The word for ‘help’ and ‘send’ in these verses is the Greek word propempo, a term with financial overtones, meaning ‘to assist someone in making a journey, send on one’s way with food, money, by arranging for companions, means of travel, etc.’ For example, when Paul commands Titus to propempo Zenas and Apollos, he is to do so ‘seeing that they lack nothing’ (Titus 3:13).”1


According to BDAG, propempo has two definitions:

  1. to conduct someone who has a destination in mind, accompany, escort.
  2. to assist someone in making a journey, send on one’s way with food, money, by arranging for companions, means of travel, etc.2 

Clearly it was the second definition Paul had in mind in 1 Corinthians 16:5-6 and 2 Corinthians 1:16. Why would Paul accept propempo co-labor from the Corinthians when he deemed it unwise to accept support for ministering to the Corinthians?

Perception of propempo support as co-labor

It stands to reason that the Corinthians comprehended their propempo support of Paul as an act of co-labor. In the context of Paul’s missionary journeys, the Corinthians viewed him as a fellow laborer who served the same God. They had no difficulty recognizing that funding Paul’s journeys was an expression of obligation to their common Master. 

Conversely, their understanding had not matured sufficiently to recognize that supporting Paul for the ministry he rendered to them was also co-labor. They still perceived it as a form of reciprocity, wherein they were compensating Paul for a product or service.

“So is propempo support colabor? Plainly. By sending Paul on his way, the Corinthians would assist him in proclaiming the gospel in Macedonia or any other destination. In fact, in the very same context, he calls himself a colaborer (2 Cor. 1:24).”3

“Thus, Paul can say that he does not write to receive ‘any such provision’ (i.e., reciprocity) in 1 Corinthians 9:15, while also writing to receive some provision as he is sent out on his way (i.e., colabor) in 1 Corinthians 16:5–6.”4

There is no support paradox

The apparent paradox dissolves when we grasp the guiding force behind Paul’s actions: the dorean principle. Understanding this principle sheds light on why he embraced support in one scenario and declined it in another.

Paul’s choice to turn down support from Corinth for his ministry to them stemmed from a genuine concern for their spiritual growth, illustrating his unwavering commitment to selfless service.

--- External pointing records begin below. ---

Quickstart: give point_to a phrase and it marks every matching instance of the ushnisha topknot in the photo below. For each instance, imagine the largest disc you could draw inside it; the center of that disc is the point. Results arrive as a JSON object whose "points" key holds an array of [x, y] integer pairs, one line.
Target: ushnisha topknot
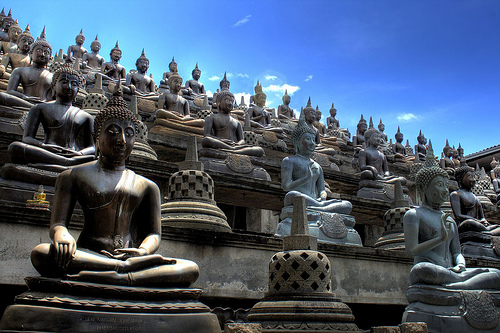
{"points": [[223, 93], [461, 171], [300, 130], [117, 109], [430, 170]]}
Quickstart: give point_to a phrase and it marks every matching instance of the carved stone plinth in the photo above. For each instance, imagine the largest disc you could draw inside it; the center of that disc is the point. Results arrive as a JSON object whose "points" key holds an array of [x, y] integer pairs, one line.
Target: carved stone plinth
{"points": [[451, 310], [53, 305], [327, 227]]}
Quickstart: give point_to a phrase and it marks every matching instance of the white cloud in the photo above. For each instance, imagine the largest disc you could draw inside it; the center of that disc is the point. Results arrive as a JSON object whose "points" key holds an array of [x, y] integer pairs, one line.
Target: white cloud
{"points": [[237, 98], [242, 21], [281, 89], [407, 117]]}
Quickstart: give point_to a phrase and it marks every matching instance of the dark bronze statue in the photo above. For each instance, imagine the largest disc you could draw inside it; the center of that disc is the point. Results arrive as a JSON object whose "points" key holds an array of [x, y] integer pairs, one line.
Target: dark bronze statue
{"points": [[62, 124], [122, 224]]}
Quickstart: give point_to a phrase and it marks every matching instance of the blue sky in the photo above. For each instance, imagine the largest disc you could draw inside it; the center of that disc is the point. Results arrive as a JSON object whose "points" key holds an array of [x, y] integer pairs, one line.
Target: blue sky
{"points": [[423, 65]]}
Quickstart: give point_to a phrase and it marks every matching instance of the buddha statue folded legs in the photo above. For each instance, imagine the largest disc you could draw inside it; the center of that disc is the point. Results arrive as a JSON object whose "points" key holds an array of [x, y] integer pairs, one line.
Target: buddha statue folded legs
{"points": [[329, 220]]}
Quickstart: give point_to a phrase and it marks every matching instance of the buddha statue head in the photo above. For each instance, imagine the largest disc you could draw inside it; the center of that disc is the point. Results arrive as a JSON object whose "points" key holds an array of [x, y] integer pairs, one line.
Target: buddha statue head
{"points": [[303, 137], [142, 63], [25, 40], [172, 66], [398, 136], [95, 46], [116, 53], [224, 83], [225, 101], [196, 73], [432, 181], [80, 38], [14, 32]]}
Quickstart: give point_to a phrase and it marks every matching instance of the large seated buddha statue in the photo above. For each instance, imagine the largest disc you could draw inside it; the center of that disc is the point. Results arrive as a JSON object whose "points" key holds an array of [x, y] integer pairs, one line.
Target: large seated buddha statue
{"points": [[114, 259], [35, 80], [67, 134], [223, 132], [173, 109], [444, 293], [375, 173], [329, 219], [477, 235]]}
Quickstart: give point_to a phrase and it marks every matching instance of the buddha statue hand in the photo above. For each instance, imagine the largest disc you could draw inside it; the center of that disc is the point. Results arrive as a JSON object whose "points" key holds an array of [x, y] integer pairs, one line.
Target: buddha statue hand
{"points": [[64, 246]]}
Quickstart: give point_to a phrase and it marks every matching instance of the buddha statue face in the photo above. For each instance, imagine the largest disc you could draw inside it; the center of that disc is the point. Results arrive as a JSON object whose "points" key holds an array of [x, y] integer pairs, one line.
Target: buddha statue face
{"points": [[14, 33], [116, 55], [116, 139], [24, 43], [41, 54], [436, 192]]}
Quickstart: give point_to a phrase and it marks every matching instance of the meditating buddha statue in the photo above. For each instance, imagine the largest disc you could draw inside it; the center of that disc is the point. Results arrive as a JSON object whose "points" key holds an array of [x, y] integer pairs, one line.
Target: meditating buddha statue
{"points": [[113, 69], [36, 80], [63, 124], [112, 248], [77, 51], [93, 59], [443, 292], [285, 112], [173, 109], [223, 132], [302, 176]]}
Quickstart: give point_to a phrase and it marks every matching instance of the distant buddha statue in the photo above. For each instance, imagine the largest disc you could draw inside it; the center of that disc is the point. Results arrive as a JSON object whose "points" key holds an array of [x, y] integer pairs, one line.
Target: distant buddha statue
{"points": [[11, 46], [194, 86], [446, 163], [467, 208], [143, 84], [222, 131], [113, 69], [35, 80], [359, 138], [77, 51], [285, 112], [431, 236], [63, 125], [122, 220], [93, 59], [420, 148], [372, 162], [21, 57], [172, 107]]}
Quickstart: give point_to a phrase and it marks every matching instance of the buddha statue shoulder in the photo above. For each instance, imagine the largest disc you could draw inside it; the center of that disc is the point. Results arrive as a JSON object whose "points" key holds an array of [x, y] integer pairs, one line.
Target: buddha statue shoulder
{"points": [[116, 249]]}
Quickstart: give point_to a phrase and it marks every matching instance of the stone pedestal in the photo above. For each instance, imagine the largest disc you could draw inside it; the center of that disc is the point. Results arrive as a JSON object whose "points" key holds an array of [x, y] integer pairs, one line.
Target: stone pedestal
{"points": [[451, 310], [53, 305]]}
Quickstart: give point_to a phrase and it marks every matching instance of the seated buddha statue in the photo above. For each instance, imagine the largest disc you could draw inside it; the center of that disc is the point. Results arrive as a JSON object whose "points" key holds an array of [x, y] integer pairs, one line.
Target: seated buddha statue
{"points": [[223, 132], [431, 237], [113, 69], [285, 112], [77, 50], [420, 148], [11, 45], [63, 125], [112, 248], [21, 57], [143, 84], [35, 80], [446, 163], [359, 138], [173, 109], [468, 210], [373, 163], [93, 59]]}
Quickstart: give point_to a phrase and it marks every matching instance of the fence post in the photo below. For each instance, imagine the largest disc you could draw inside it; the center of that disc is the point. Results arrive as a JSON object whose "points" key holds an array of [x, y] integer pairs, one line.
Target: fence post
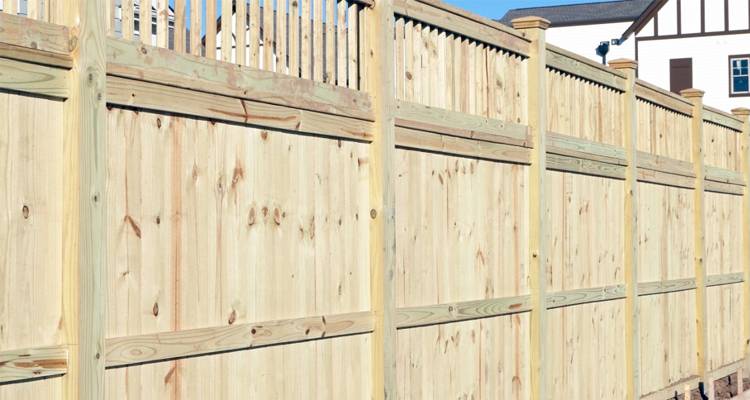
{"points": [[378, 80], [632, 310], [534, 28], [696, 97], [84, 213], [744, 114]]}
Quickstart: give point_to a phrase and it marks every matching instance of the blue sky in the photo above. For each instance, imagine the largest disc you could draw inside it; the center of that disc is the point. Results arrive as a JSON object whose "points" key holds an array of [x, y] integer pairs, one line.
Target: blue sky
{"points": [[496, 9]]}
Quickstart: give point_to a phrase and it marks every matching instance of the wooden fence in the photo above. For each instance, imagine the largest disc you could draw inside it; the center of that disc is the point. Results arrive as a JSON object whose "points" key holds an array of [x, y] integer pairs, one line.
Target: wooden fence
{"points": [[388, 199]]}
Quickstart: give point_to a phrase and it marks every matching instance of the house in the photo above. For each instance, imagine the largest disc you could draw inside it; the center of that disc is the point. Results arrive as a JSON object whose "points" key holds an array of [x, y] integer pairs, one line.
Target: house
{"points": [[678, 43]]}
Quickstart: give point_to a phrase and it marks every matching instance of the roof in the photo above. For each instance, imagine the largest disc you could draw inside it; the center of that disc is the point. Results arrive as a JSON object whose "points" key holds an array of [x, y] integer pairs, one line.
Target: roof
{"points": [[584, 14]]}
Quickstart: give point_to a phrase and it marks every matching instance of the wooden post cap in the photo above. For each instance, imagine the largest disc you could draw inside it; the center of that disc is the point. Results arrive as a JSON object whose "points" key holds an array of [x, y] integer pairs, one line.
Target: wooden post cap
{"points": [[530, 22], [623, 63], [692, 93]]}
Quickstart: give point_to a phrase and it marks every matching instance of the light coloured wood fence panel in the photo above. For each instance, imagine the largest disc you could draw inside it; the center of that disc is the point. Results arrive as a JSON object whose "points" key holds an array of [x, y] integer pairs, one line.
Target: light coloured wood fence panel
{"points": [[725, 339], [336, 369], [202, 211], [583, 251], [443, 69], [663, 132], [668, 339], [31, 187], [459, 228], [722, 147], [583, 339], [666, 249], [583, 109], [480, 359], [723, 233]]}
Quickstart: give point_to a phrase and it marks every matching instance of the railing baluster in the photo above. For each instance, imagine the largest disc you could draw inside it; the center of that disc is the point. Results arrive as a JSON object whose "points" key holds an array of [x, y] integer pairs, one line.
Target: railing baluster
{"points": [[353, 45], [211, 29], [318, 56], [240, 32], [196, 22], [281, 30], [179, 26], [268, 37], [306, 45], [341, 43], [255, 34], [226, 30]]}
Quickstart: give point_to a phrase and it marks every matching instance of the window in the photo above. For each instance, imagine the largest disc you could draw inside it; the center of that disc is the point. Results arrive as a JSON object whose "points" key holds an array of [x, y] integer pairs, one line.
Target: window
{"points": [[680, 74], [739, 78]]}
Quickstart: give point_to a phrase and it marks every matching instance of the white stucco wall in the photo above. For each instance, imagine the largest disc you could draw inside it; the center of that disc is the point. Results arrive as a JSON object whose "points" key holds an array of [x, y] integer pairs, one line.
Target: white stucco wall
{"points": [[710, 56], [584, 40]]}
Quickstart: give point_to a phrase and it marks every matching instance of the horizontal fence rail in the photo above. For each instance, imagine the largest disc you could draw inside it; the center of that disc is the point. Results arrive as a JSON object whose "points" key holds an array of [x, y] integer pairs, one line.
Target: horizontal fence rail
{"points": [[289, 206]]}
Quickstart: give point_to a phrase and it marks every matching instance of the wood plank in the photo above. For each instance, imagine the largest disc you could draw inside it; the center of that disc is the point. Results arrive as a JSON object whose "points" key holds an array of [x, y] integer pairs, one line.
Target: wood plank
{"points": [[211, 29], [453, 19], [26, 54], [131, 93], [226, 30], [255, 37], [85, 248], [665, 165], [412, 317], [37, 363], [725, 188], [663, 178], [570, 146], [240, 33], [165, 346], [662, 98], [724, 279], [724, 176], [196, 23], [534, 29], [436, 120], [421, 140], [557, 162], [696, 98], [269, 38], [180, 27], [744, 114], [629, 109], [24, 32], [198, 73], [584, 296], [662, 287], [678, 388], [378, 68], [33, 78], [566, 61], [718, 117]]}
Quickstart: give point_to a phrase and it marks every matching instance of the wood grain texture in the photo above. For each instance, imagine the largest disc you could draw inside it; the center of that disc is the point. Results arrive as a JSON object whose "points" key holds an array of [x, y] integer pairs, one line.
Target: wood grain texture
{"points": [[582, 67], [31, 183], [85, 247], [24, 32], [411, 317], [164, 67], [34, 79], [441, 121], [151, 96], [194, 342], [459, 21], [451, 145], [37, 363]]}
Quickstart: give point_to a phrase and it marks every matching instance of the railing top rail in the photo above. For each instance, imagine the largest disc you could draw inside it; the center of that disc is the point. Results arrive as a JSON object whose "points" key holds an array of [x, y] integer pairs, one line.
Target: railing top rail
{"points": [[662, 97], [583, 67], [454, 19], [722, 118]]}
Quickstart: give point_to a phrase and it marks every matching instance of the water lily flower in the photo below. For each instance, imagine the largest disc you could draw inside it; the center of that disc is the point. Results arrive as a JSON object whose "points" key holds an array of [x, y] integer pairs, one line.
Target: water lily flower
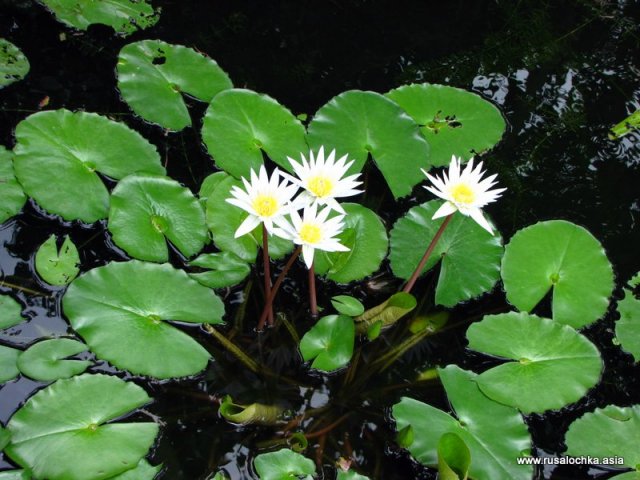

Simultaneously, his willingness to accept co-labor support for other ministry endeavors unveils a nuanced and purposeful strategy.

In our present-day ministry pursuits, embracing Paul’s attitude of prioritizing the greater good of the kingdom over personal ease and convenience becomes a valuable lesson. Paul’s example encourages us to reflect on the timeless relevance of the dorean principle in shaping the course of our own ministries.


  1. Owens, Conley. The Dorean Principle: A Biblical Response to the Commercialization of Christianity (pp. 28-29). FirstLove Publications. Kindle Edition.
  2. Bauer, W., F. W. Danker, W. F. Arndt, and F. W. Gingrich, eds. A Greek-English Lexicon of the New Testament and Other Early Christian Literature. 3d, Accordance electronic ed., version 2.8. Chicago: University of Chicago Press, 2000. BDAG, s.v. “προπέμπω,” 873
  3. Owens, Conley. The Dorean Principle: A Biblical Response to the Commercialization of Christianity (pp. 30-31). FirstLove Publications. Kindle Edition.
  4. Owens, Conley. The Dorean Principle: A Biblical Response to the Commercialization of Christianity (p. 31). FirstLove Publications. Kindle Edition.